Collections like Spring Summer 2014 "Vicious" showed Owens doing away with conventional models completely. Working closely with choreographer Lauretta Malloy Noble and sororities to create a "Step" routine that was all at once primal, confrontational, and empowering. The models wore hiked up skirts, zippers and sleeveless tops for maximum mobility. A stark contrast to Owens usually disquieting drapey dresses. The dancers wore a tight, powerful scowl, “grit-face” which was intended to intimidate the audience members and exhibit a sense of power and defiance. Presentations like these would foreshadow the performance art aspect of later contemporary Rick Owens shows, with nearly each collection becoming more and more of a spectacle.

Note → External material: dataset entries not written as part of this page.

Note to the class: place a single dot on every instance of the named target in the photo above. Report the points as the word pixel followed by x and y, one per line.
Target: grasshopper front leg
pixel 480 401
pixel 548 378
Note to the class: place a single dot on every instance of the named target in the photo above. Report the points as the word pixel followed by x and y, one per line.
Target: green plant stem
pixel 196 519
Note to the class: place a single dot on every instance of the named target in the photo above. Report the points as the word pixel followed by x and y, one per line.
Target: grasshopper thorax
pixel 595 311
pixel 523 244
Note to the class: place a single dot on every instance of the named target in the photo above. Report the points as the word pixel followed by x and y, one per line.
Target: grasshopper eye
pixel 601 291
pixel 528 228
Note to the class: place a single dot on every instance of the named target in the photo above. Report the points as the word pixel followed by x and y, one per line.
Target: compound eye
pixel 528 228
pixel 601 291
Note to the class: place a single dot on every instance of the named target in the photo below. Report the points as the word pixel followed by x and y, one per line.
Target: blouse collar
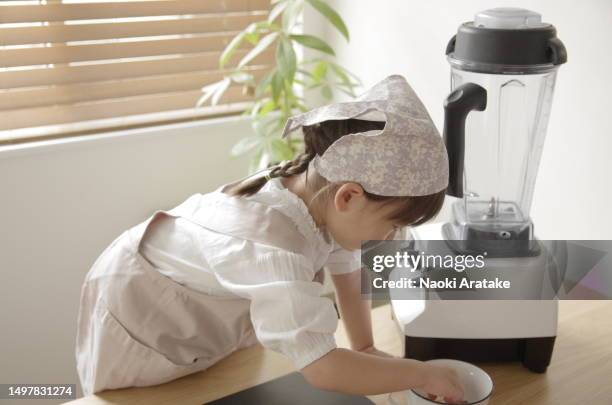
pixel 297 210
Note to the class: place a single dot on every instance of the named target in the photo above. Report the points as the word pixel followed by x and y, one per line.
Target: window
pixel 78 66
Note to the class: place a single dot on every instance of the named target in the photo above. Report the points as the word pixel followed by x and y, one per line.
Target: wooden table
pixel 580 372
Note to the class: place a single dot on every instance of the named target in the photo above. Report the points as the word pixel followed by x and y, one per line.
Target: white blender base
pixel 454 322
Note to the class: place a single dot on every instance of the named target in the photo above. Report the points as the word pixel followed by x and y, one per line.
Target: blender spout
pixel 457 106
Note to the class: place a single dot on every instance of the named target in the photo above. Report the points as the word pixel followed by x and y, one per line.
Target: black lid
pixel 506 40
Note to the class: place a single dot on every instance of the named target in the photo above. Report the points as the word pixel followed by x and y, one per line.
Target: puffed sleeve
pixel 287 311
pixel 342 261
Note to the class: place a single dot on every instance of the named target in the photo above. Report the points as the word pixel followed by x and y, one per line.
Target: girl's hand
pixel 442 382
pixel 373 350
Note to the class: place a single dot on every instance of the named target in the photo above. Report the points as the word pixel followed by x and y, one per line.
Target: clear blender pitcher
pixel 503 69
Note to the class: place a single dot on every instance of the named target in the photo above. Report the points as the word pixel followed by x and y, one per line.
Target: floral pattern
pixel 406 158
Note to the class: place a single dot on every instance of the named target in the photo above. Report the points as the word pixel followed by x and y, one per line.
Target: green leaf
pixel 263 84
pixel 231 48
pixel 313 42
pixel 267 107
pixel 319 71
pixel 326 92
pixel 256 160
pixel 259 48
pixel 245 145
pixel 277 10
pixel 331 15
pixel 252 37
pixel 290 15
pixel 286 59
pixel 276 83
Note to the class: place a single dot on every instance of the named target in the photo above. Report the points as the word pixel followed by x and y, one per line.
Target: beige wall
pixel 409 37
pixel 63 202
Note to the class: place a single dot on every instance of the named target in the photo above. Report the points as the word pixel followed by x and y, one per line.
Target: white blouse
pixel 287 311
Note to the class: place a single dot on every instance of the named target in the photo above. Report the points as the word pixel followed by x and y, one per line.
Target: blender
pixel 503 70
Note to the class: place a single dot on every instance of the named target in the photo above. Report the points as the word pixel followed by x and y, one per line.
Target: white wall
pixel 409 38
pixel 63 203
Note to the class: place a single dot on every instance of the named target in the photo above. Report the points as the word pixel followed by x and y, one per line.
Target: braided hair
pixel 317 138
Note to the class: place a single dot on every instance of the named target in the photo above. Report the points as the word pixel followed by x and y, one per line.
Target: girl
pixel 243 264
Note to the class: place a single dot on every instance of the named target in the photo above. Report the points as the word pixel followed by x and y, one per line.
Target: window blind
pixel 78 66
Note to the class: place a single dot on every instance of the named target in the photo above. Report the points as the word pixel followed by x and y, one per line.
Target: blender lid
pixel 506 40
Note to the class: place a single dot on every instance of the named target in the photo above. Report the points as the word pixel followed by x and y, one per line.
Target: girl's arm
pixel 355 310
pixel 358 373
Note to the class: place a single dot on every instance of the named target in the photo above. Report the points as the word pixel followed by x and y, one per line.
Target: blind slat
pixel 11 13
pixel 38 116
pixel 61 53
pixel 166 64
pixel 82 66
pixel 59 32
pixel 76 93
pixel 44 132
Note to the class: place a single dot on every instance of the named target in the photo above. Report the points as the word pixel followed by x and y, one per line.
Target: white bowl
pixel 477 384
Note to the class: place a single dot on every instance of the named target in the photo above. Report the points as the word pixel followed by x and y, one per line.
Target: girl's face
pixel 352 218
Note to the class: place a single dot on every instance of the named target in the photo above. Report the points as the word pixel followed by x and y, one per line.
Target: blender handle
pixel 457 106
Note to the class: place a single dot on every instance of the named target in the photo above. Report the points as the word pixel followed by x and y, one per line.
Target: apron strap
pixel 234 216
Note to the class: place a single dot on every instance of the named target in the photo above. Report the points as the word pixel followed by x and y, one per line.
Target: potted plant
pixel 280 92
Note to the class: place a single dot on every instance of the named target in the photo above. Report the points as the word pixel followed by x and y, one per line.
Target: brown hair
pixel 317 138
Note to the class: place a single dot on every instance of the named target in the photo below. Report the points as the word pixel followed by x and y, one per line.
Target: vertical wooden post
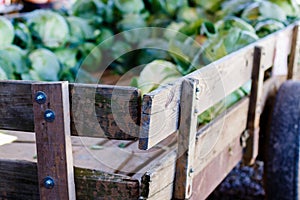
pixel 186 140
pixel 254 111
pixel 53 142
pixel 293 70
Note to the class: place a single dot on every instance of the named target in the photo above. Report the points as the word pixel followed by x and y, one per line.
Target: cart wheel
pixel 282 166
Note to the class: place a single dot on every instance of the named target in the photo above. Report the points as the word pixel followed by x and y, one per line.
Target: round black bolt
pixel 49 115
pixel 40 97
pixel 48 182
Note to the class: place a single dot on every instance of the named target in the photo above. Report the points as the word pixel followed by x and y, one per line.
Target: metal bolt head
pixel 49 115
pixel 40 97
pixel 48 182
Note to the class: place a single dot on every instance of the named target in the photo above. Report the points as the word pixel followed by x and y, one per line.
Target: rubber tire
pixel 282 149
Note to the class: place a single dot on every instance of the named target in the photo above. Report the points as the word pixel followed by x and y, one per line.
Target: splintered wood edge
pixel 152 111
pixel 158 182
pixel 17 113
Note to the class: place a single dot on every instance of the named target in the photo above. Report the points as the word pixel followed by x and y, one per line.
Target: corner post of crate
pixel 54 149
pixel 293 69
pixel 186 140
pixel 251 135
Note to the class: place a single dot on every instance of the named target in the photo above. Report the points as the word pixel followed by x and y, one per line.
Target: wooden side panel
pixel 293 70
pixel 255 108
pixel 53 140
pixel 161 107
pixel 159 181
pixel 18 180
pixel 215 137
pixel 16 106
pixel 97 110
pixel 186 140
pixel 105 111
pixel 213 173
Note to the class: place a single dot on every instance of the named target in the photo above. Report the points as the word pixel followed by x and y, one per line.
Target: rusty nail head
pixel 48 182
pixel 49 115
pixel 40 97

While some influences like Legaspi are more overt, other artists have influenced Rick in more furtive ways. For his Spring Summer 2015 collection "Faun", Owens was mesmerized by the late Vaslav Nijinsky ballet, "L'Après-midi d'un faune". The scandalously choreographed performance for the ballet russes featured the Faun chasing a group of nymphs and flirting with them before picking up one of their fallen veils and masturbating into it.

This blend of high-culture and sexual subversion are themes that Owens continuously likes to play on. His models wore suggestively primitive loincloth garments on their waists and scarf-like sashes over their torsos reminiscent of the faun's likeness. The Adidas spring-blade footwear appeared as if hooves on the models. This was also one of the most colorful Rick Owens collections to date, filled with dusty pinks, sages, and deep brown tones. The show closed off with another nod to one of Owens' heroes, Jean-Michel Frank, the early twentieth-century interior designer. Owens made a double-breasted long coat in his memory, the only outerwear piece devoid of archaic symbolism.

Owens' design continues to explore themes of individualism, sex, androgyny, futurism, and austerity. Before anyone knew, Owens' work had evolved into a goth universe, with interwoven narratives sometimes contradictory, sometimes allusive. The core of his work is still focused on the "other" and a new declaration of beauty brought about by this spirit of the counterculture.

While many designers try to reconcile their work within the art sphere, Owens is almost universally regarded as one of the greatest living artists of our time. Though several in the industry remain stagnant or hit a creative wall, Rick Owens' work is still evolving, far from reaching any sort of plateau. Where the old world Maisons have all the funding, mainstream appeal, and endorsements, Rick has managed to capture the hearts and minds of a new generation. To diminish the work of his contemporaries would be a disservice, though unlike the creatives being promoted to manage old fashion houses, Rick Owens seems to sit on a throne of his own creation.